Simulation injection right at the access edge is interesting, of course, and valuable. What I wonder is whether “digital experience twin” is just a handy term, or whether there’s an element of digital twinning involved. Could the Marvis Minis draw on real-world conditions in some way, as an actual digital twin might? Could it even be stimulated by real users’ activity? Or even represent real users too? Juniper didn’t have an answer to that, but it sure would move the ball in a lot of ways, one of which we’ll talk about below.
The second leg of the new Juniper announcement is the AI Data Center piece, and there are a number of interesting pieces to this. At the top level, it’s about validating Ethernet as the fabric for AI connectivity within the data center. The keystone of this part is Juniper’s new PTX model, which is an 800G switch that’s the first use of Broadcom’s Tomahawk 5 chip.
It’s not surprising that Juniper is pushing Ethernet versus the Nvidia-native InfiniBand strategy given that Juniper doesn’t make InfiniBand switches, but if you think about it, the move strongly suggests that Juniper believes there will be a boom in self-hosted AI among enterprises. In fact, they say that their modeling shows that private data centers would be cheaper than public AI for “major use cases”. The simple fact that they’ve modeled it, and that they say Ethernet as a 50% TCO advantage over InfiniBand, says they’re taking this very seriously. We’ll get to that point too.

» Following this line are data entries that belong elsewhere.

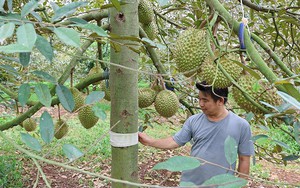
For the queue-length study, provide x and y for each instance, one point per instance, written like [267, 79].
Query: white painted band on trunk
[123, 140]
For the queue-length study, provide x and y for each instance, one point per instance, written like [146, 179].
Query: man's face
[208, 105]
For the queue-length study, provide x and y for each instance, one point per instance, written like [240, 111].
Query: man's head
[211, 100]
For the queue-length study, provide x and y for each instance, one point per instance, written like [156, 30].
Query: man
[208, 131]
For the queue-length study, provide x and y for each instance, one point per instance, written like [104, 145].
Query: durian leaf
[65, 97]
[45, 76]
[93, 97]
[13, 48]
[68, 35]
[24, 58]
[72, 152]
[44, 47]
[186, 184]
[24, 94]
[31, 142]
[26, 35]
[37, 16]
[94, 28]
[226, 181]
[43, 93]
[29, 7]
[6, 30]
[67, 10]
[230, 148]
[289, 99]
[78, 21]
[163, 2]
[296, 126]
[116, 4]
[46, 127]
[291, 158]
[99, 111]
[178, 163]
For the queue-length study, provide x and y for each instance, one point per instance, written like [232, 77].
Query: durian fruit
[259, 91]
[151, 30]
[78, 98]
[87, 117]
[146, 97]
[60, 129]
[106, 91]
[145, 12]
[166, 103]
[211, 73]
[29, 124]
[190, 50]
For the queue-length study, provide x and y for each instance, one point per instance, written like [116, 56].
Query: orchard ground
[264, 174]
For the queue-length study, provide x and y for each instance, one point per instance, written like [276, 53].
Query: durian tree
[176, 39]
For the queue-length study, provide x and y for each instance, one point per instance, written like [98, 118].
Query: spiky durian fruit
[146, 97]
[166, 103]
[106, 91]
[87, 117]
[258, 90]
[29, 124]
[190, 50]
[151, 30]
[145, 12]
[78, 98]
[211, 73]
[60, 129]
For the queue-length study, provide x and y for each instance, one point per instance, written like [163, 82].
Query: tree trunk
[123, 87]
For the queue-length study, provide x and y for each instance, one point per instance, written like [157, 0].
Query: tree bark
[124, 92]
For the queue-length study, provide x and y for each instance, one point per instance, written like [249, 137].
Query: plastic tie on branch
[123, 140]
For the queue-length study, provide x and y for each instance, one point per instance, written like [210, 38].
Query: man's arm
[164, 143]
[244, 166]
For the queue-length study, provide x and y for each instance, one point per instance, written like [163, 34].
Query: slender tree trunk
[123, 87]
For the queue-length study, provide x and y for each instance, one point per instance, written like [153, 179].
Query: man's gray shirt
[208, 138]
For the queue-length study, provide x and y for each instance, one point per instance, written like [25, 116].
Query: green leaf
[14, 48]
[43, 93]
[289, 99]
[71, 152]
[24, 58]
[230, 148]
[65, 97]
[99, 111]
[93, 97]
[291, 158]
[163, 2]
[78, 21]
[6, 30]
[26, 35]
[116, 4]
[226, 181]
[67, 10]
[45, 76]
[31, 142]
[94, 28]
[296, 126]
[29, 7]
[44, 47]
[24, 94]
[284, 145]
[178, 163]
[68, 36]
[46, 127]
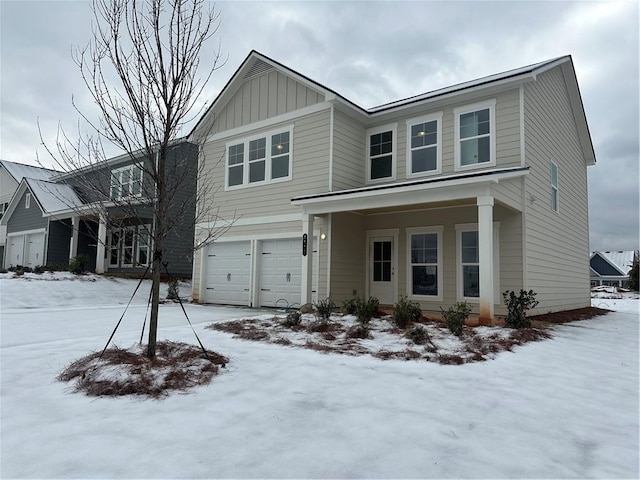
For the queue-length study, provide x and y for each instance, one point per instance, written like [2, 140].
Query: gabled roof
[256, 63]
[19, 171]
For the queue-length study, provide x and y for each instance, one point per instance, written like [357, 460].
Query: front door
[381, 269]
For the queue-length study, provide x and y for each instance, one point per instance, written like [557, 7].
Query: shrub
[455, 317]
[517, 308]
[325, 308]
[406, 312]
[365, 309]
[78, 264]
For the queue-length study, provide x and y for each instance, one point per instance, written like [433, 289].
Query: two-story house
[454, 195]
[104, 211]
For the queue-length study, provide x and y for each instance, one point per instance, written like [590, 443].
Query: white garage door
[228, 273]
[281, 272]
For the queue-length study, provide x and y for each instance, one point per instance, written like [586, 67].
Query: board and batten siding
[262, 97]
[556, 244]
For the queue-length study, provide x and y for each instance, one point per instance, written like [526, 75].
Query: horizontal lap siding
[557, 244]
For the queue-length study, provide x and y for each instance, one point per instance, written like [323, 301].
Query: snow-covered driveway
[562, 408]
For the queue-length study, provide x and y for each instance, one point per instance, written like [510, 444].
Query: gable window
[475, 141]
[424, 273]
[554, 187]
[259, 160]
[424, 145]
[126, 182]
[381, 153]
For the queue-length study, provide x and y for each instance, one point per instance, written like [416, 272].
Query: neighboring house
[11, 174]
[81, 212]
[611, 268]
[455, 195]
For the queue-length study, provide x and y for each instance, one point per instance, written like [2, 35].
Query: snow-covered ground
[562, 408]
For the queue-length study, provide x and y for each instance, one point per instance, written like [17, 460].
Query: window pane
[256, 171]
[381, 167]
[424, 160]
[471, 281]
[280, 167]
[235, 175]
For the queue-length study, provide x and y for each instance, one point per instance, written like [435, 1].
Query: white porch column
[307, 260]
[485, 247]
[102, 242]
[73, 247]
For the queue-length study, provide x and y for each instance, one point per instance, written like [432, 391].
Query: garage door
[281, 272]
[228, 273]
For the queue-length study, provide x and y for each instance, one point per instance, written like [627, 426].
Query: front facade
[458, 194]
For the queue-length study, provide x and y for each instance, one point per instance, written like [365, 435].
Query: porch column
[307, 258]
[102, 242]
[73, 247]
[485, 247]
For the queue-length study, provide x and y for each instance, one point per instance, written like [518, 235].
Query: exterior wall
[556, 244]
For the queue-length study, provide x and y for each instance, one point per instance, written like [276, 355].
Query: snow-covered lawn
[563, 408]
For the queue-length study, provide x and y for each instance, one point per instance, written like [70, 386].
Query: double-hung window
[381, 153]
[475, 137]
[424, 272]
[259, 160]
[126, 182]
[554, 187]
[424, 145]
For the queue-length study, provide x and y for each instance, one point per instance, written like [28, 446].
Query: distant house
[453, 195]
[611, 268]
[51, 221]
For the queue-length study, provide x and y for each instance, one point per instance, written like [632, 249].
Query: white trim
[269, 123]
[437, 116]
[457, 112]
[393, 127]
[410, 231]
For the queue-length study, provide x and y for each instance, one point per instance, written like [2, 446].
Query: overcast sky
[371, 53]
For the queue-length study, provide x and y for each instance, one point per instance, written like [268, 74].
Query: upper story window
[475, 137]
[554, 187]
[126, 182]
[259, 159]
[424, 145]
[381, 151]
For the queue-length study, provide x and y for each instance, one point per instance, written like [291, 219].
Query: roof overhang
[450, 188]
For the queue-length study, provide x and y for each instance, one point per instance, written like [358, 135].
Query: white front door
[382, 269]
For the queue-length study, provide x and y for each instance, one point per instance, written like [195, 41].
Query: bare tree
[142, 69]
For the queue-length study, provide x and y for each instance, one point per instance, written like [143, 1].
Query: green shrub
[517, 308]
[78, 264]
[366, 309]
[455, 317]
[325, 308]
[406, 312]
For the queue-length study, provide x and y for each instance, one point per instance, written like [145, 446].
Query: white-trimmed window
[424, 269]
[259, 160]
[126, 182]
[381, 153]
[554, 187]
[468, 259]
[424, 145]
[475, 137]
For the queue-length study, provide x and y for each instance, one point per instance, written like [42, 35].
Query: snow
[562, 408]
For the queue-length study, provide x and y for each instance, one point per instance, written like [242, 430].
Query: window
[126, 182]
[381, 153]
[475, 135]
[424, 145]
[267, 159]
[424, 272]
[554, 187]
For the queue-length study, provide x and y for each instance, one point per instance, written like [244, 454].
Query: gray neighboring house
[53, 221]
[457, 194]
[611, 269]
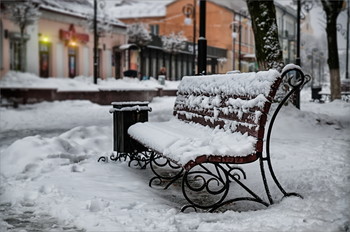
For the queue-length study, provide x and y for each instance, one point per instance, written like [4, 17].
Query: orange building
[228, 30]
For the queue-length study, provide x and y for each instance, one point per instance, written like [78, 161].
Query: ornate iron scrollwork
[140, 159]
[206, 186]
[157, 161]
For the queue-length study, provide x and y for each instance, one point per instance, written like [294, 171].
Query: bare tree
[333, 9]
[23, 14]
[268, 49]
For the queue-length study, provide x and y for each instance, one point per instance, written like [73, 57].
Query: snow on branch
[103, 25]
[174, 42]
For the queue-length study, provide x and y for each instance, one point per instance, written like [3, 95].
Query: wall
[48, 26]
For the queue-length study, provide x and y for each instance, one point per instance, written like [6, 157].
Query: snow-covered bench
[219, 122]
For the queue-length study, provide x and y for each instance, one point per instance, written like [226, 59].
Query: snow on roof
[235, 5]
[140, 9]
[78, 8]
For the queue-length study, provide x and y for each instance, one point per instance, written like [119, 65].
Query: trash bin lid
[129, 104]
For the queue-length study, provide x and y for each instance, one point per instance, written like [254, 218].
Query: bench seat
[185, 143]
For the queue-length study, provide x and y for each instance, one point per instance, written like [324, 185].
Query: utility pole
[347, 44]
[202, 42]
[95, 42]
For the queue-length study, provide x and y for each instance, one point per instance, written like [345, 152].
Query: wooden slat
[249, 117]
[255, 131]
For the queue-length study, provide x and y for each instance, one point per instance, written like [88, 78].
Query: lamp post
[347, 44]
[202, 42]
[95, 42]
[234, 36]
[190, 10]
[240, 42]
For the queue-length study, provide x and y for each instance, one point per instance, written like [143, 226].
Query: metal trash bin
[161, 79]
[126, 114]
[315, 93]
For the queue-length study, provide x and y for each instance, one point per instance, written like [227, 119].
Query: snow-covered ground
[81, 83]
[50, 174]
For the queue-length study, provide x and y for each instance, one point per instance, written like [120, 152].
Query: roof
[236, 5]
[139, 9]
[78, 8]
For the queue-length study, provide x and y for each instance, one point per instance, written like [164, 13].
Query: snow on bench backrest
[235, 102]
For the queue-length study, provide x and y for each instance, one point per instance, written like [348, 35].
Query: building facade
[286, 18]
[60, 44]
[228, 32]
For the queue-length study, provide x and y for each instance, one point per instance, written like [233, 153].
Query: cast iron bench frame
[223, 169]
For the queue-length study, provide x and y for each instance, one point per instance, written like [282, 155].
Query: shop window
[15, 54]
[72, 61]
[1, 45]
[154, 29]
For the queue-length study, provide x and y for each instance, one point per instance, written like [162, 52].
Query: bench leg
[262, 169]
[205, 186]
[156, 161]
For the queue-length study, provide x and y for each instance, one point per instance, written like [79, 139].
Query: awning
[128, 46]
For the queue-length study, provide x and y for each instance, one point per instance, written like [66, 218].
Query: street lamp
[234, 36]
[95, 42]
[190, 10]
[202, 42]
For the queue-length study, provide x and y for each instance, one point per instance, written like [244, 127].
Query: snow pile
[81, 83]
[35, 155]
[47, 177]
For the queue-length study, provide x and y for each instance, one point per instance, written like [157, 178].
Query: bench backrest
[236, 102]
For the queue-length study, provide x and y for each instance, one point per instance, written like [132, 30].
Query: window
[1, 44]
[154, 29]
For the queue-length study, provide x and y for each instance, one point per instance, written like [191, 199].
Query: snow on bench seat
[182, 142]
[218, 118]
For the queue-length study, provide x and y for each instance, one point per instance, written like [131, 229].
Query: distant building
[223, 20]
[286, 18]
[59, 43]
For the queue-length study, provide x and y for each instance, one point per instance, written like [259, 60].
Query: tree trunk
[268, 49]
[332, 9]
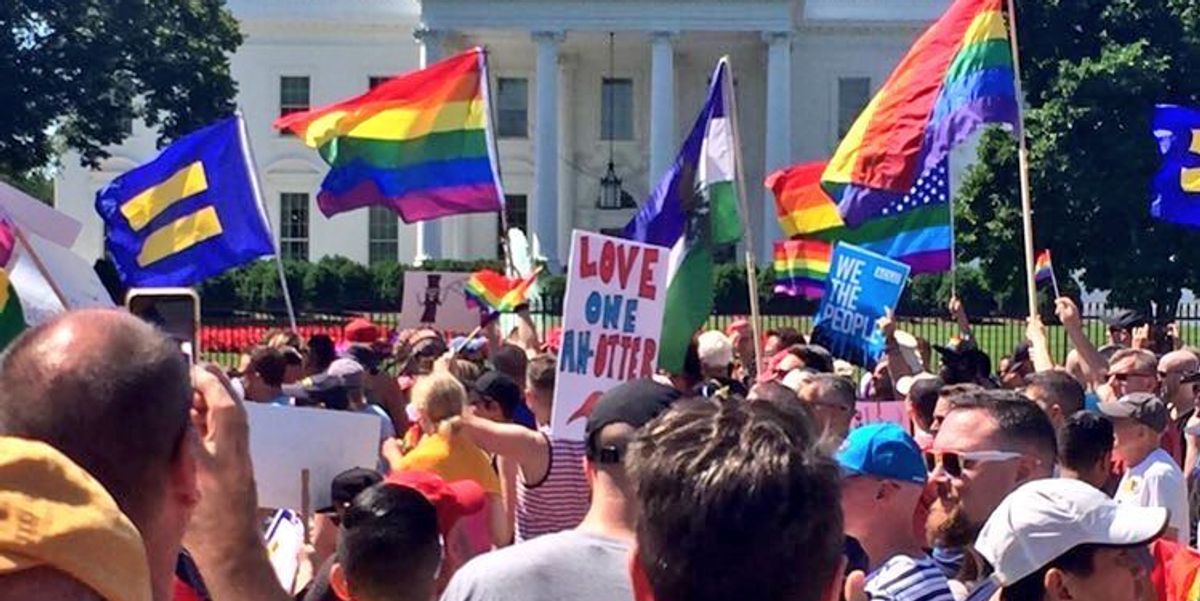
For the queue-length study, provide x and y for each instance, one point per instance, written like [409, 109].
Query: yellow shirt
[453, 457]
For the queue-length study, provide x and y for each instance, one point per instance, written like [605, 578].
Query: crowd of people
[125, 474]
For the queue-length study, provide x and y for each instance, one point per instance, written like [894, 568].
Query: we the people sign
[612, 319]
[859, 289]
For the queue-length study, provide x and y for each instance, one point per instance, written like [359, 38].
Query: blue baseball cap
[885, 451]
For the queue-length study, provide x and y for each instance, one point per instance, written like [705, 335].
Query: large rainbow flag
[955, 78]
[419, 143]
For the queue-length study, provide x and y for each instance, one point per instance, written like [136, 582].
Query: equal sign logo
[1189, 176]
[180, 234]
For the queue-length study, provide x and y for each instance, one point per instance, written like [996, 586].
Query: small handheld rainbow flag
[1043, 270]
[495, 293]
[802, 268]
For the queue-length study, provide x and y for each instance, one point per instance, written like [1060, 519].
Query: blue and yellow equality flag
[190, 214]
[1177, 184]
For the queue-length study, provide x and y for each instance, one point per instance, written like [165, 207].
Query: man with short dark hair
[737, 502]
[393, 533]
[1057, 394]
[263, 378]
[1062, 540]
[1151, 479]
[990, 443]
[592, 560]
[1085, 449]
[113, 395]
[832, 401]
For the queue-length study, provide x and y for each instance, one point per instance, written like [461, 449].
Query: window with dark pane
[513, 107]
[294, 226]
[617, 109]
[383, 234]
[853, 94]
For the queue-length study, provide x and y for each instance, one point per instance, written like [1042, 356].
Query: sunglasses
[954, 462]
[1123, 377]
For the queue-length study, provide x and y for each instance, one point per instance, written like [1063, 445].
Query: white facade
[791, 60]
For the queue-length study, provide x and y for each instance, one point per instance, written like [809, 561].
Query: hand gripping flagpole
[751, 271]
[1024, 163]
[252, 168]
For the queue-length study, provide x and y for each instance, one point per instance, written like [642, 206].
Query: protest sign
[859, 289]
[435, 299]
[76, 278]
[612, 319]
[286, 440]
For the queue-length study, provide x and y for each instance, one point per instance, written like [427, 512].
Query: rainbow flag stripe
[801, 204]
[497, 294]
[802, 268]
[1043, 271]
[419, 144]
[955, 78]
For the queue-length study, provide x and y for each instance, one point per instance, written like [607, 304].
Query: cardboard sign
[435, 299]
[612, 320]
[286, 440]
[859, 289]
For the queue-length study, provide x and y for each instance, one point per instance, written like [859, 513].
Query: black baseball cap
[636, 402]
[347, 485]
[499, 388]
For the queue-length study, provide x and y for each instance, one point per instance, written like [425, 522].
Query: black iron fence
[225, 337]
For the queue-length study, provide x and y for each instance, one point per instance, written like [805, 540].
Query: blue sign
[859, 289]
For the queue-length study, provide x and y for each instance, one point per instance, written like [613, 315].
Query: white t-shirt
[1158, 482]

All of this, including the AI-native positioning, is pretty good. It might even be great, but making it so would require a few tweaks and alignment with a potential future trend that Juniper alone has little chance of driving. However, HPE could drive it, and of course HPE and Juniper could (and probably will) become one in the near future.
The biggest challenge the AI strategy faces is the multi-vendor nature of IT and network infrastructure. There is no question that a complete Juniper solution would enable “AI-native” to radically change operations. In fact, having a few pieces of maverick gear scattered about wouldn’t likely be a major problem, as long as that gear was confined to areas near the network edge, and in particular to non-critical sites. As more non-Juniper gear intrudes, though, it would tend to break down AI continuity. I think Juniper is already working to enhance their multi-vendor network features, and to expand Apstra’s ability to use data center virtualization across a wider spectrum of equipment.
I also think that advancing the AI-native concept into security, and to expand the use of digital-twin technology (Marvis Minis) to both real and virtual users would be a strong positive. The broader the set of benefits, the greater the overall operations impact. And, of course, the easier it would be to justify lifting out some older non-Juniper equipment to improve things even more. HPE could have a positive impact here, but it could also have a negative one in that M&A always distracts everyone, particularly for fear of layoffs.
The big question remains; is this enough to stem the slipping investment in networking by enterprises. While operations efficiency is a valid issue, I can’t find any indication that it’s powerful enough to do more than slow down commoditization. The only certain pathway out of the current broad-based business tech commoditization is a set of new applications that open new business cases. As I’ve pointed out in past blogs, I believe that the real-time-linked point-of-activity empowerment applications are the only credible candidates but there’s always the chance of something new coming along. A new application like real-time digital twinning could be what at least some HPE planners have in mind for the deal, and it may even be that Juniper’s characterization of Marvis Minis as experience digital twins is a nod to a future move. We’ll see.